Natacha Polony, février 2014. SIPA. 00677227_000002

Daoud Boughezala. Quel est le principe d’Orwell.tv que vous lancez avec Jean-Michel Quatrepoint et les autres membres du Comité Orwell ?

Natacha Polony. Orwell.tv est une web TV qui propose de décrypter l’actualité politique, économique, géopolitique, intellectuelle, en faisant apparaître les « infrastructures », pour reprendre un terme marxiste, les logiques économiques et idéologiques sous-jacentes, celles qui expliquent pourquoi, aujourd’hui, quels que soient les votes des peuples, quel que soit le degré de désagrégation des sociétés occidentales, les élites politiques, économiques et médiatiques imposent une incroyable résistance à tout changement réel. Pour 5 euros par mois ou 50 euros sur l’année, les abonnés pourront découvrir chaque jour des contenus nouveaux: éditos, réponses aux questions qu’ils nous adresseront sur le site, rencontres avec des auteurs, des observateurs rares de la sociétés et de ses mécanismes, des gens qui œuvrent à proposer des modèles alternatifs… Orwell.tv est donc un média parfaitement indépendant, sans publicité ni grand groupe industriel derrière lui, qui ne vivra que de ses abonnés, ce qui est une des conditions nécessaires pour porter une parole parfaitement libre.

Le comité Orwell exige le pluralisme médiatique mais semble exclusivement composé de journalistes souverainistes. Organisez-vous un média pluriel ou comptez-vous en faire un outil au service d’un combat politique ?

Tous les contributeurs d’Orwell.tv se retrouvent sur une idée essentielle: nous estimons qu’il n’y a pas de démocratie sans souveraineté, c’est-à-dire sans la possibilité pour les individus d’exercer leur libre-arbitre, et pour le peuple de choisir son destin. Souveraineté des individus et souveraineté du peuple, et pour que ces deux éléments soient possibles, souveraineté de la Nation, ce qui signifie qu’elle ne doit pas être soumis à une ou des puissances extérieures.

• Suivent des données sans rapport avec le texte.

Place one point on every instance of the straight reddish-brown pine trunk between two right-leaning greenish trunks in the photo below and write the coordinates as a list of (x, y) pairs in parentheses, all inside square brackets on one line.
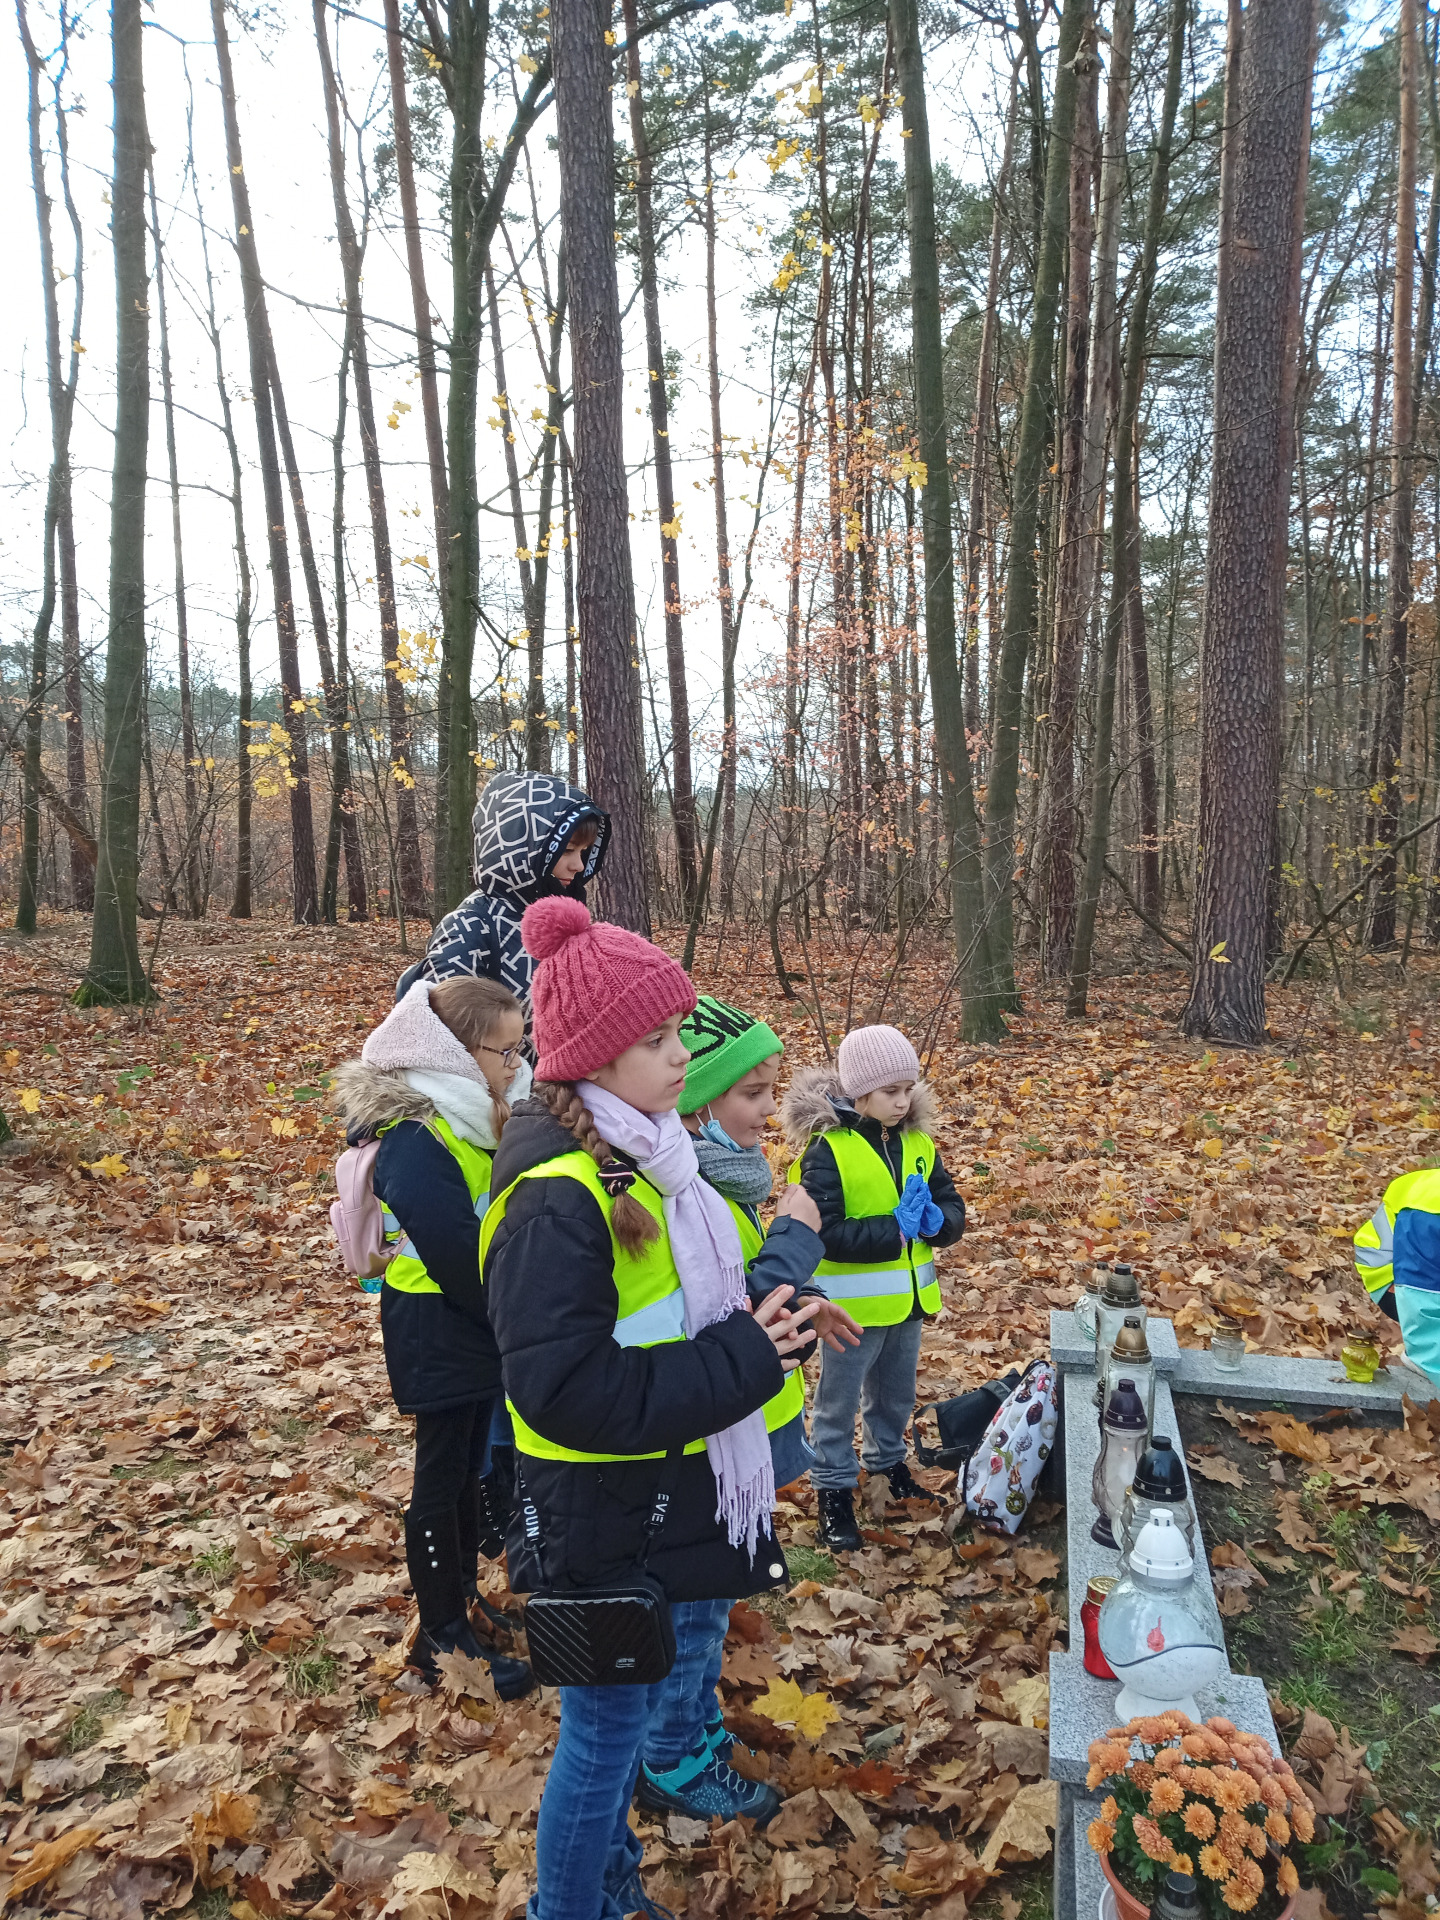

Cette idée est à la fois évidente pour tous, pour peu qu’on veuille s’y pencher avec un tant soit peu d’honnêteté intellectuelle (qui peut souhaiter la soumission et l’aliénation, et prétendre qu’elles ne vident pas la démocratie de son contenu?) mais elle ne préjuge pas des choix politiques. Nous sommes profondément pluralistes non seulement parce que nous acceptons et suscitons le débat avec tous ceux qui ne partagent pas nos options politiques, mais surtout parce que tout en partageant cette conviction première, nous couvrons à peu près tout le prisme politique. Certains d’entre nous, par exemple, considèrent qu’il faut sortir immédiatement de l’Union Européenne et de l’euro, d’autres estiment que, même si cette construction est bancale et destructrice, il faut pourtant y rester. Certains défendent la décroissance, d’autres sont plus libéraux, d’autres plutôt étatistes, plus portés sur les logiques industrielles. Certains sont jacobins, d’autres sont girondins. Notre combat politique, c’est l’émancipation des citoyens. Et nous entendons apporter notre contribution par nos analyses, nos informations, nos décryptages, les débats que nous susciterons.

Sur Internet, la réinfosphère connaît un certain succès, avec des canaux audiovisuels souvent classés à droite dont TV Libertés est le vaisseau amiral. La mission d’Orwell TV est-elle de faire le pont entre les grands médias tels que Le Figaro et la Toile ?

La mission d’Orwell.tv, c’est de proposer une parole libre. Libre économiquement, libre idéologiquement, hors des sentiers battus et des réflexes convenus. Nous ne considérons pas que le métier de journaliste doit se rapprocher de celui de grand inquisiteur, qu’il consiste à débusquer le Mal et à prescrire le Bien. Allez-y voir: nous serons en accès gratuit pendant une semaine. Vous découvrirez par exemple des analyses économiques sur la politique fiscale de Donald Trump ou sur le rôle de la Chine que vous n’aurez nulle part ailleurs. Parce qu’un média libre est aussi un média qui offre une cohérence intellectuelle, une vision critique de l’actualité. Le mariage entre une éthique journalistique, des compétences dans les domaines que nous traitons et un esprit frondeur, peu enclin à suivre le sens du courant. Nous ne prétendons pas « réinformer » mais analyser, donner à penser, débattre. Nous créons un lien avec nos abonnés en répondant à leur questions, en les informant sur les sujets qui les intéressent, sur les domaines qu’ils veulent voir explorés. Bref, nous voulons retrouver le rôle démocratique des médias.